Laura Wolvaardt labelled her maiden ICC Women’s T20 World Cup half-century as the best contribution she has made with the bat for South Africa. The 20-year-old defied a tricky Sydney Showground pitch to post a brilliant 53 not out from 36 balls, a knock that proved vital in her side’s 17-run victory over Pakistan and helped them to book a place in the semifinals.
“It really meant a lot to me, it’s probably the biggest contribution I’ve made to this team if I think about the importance of today and the World Cup,” she said. “I’m really happy things worked out the way they did. I’ve been itching to get going, but me not batting is the first two games is a good thing for the team.”

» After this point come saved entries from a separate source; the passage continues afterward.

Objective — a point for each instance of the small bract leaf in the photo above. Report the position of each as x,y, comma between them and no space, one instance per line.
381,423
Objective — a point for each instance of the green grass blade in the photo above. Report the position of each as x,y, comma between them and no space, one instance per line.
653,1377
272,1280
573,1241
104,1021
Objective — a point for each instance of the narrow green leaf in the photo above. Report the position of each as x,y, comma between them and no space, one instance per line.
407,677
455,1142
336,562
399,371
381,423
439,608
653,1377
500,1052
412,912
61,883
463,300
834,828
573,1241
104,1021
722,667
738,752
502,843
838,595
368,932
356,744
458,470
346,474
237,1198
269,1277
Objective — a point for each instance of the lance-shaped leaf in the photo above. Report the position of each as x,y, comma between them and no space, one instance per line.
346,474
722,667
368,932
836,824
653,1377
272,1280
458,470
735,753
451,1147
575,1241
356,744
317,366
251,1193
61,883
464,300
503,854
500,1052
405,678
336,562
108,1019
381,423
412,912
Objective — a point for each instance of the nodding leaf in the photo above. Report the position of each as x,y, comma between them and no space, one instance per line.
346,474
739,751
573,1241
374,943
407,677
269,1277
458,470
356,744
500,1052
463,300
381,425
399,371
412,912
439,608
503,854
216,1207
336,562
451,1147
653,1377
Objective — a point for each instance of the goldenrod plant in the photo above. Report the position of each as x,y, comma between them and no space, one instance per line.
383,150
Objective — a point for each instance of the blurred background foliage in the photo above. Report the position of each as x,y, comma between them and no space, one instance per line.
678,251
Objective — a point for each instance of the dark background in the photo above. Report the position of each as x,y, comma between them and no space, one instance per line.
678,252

“I’m not a natural big hitter, it’s been quite a journey for me to get that spot in this T20 side, it’s been something I’ve working really hard on. We have a lot of individual match-winners in the side, we’ve spoken a lot about bringing it all together. The way we’re going about our games is really amazing compared to the last World Cup. To see the position we’re in now is such a relief for us, we know it’s there – we’re just happy it’s shining,” added the right-hander.
Defeat for Pakistan means they need the remaining Group B results to go their way, as well as a swing in net run rate, to make the last four. Learnings have been evident in their stint in Australia but captain Javeria Khan knows they still have things to work on if they wish to challenge the top teams.

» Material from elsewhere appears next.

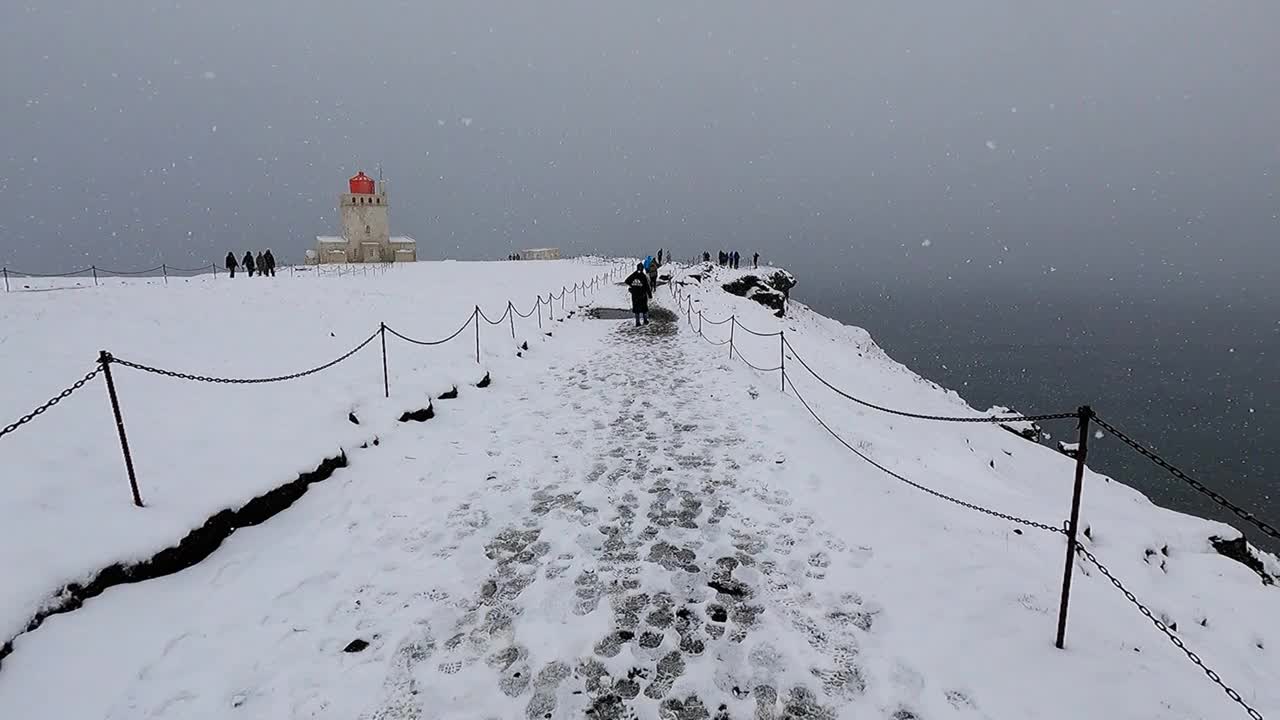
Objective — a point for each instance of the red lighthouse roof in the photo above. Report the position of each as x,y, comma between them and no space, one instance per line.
361,183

Runs were not flowing at the Showground but with their bowling and fielding erring late on, Pakistan conceded 54 in the last five overs as Wolvaardt found her timing with aplomb. One game remains against Thailand with Javeria keen to show how far her side have come since the last Women’s T20 World Cup in the West Indies.
“We’re disappointed in this game, it was a really good performance in the first 16 overs, but we lagged behind in the last four overs with the ball,” said Javeria, who replaced the injured Bismah Maroof as captain.
“We weren’t up with the plans, we didn’t execute the plans well and we lost our way in the field a bit. With the bat, we need to understand when the best time to accelerate is. We left it too late, but it was a much-improved performance from the girls. We are making fewer mistakes than the past, but it is a case of learning what needs to be done in the situation.”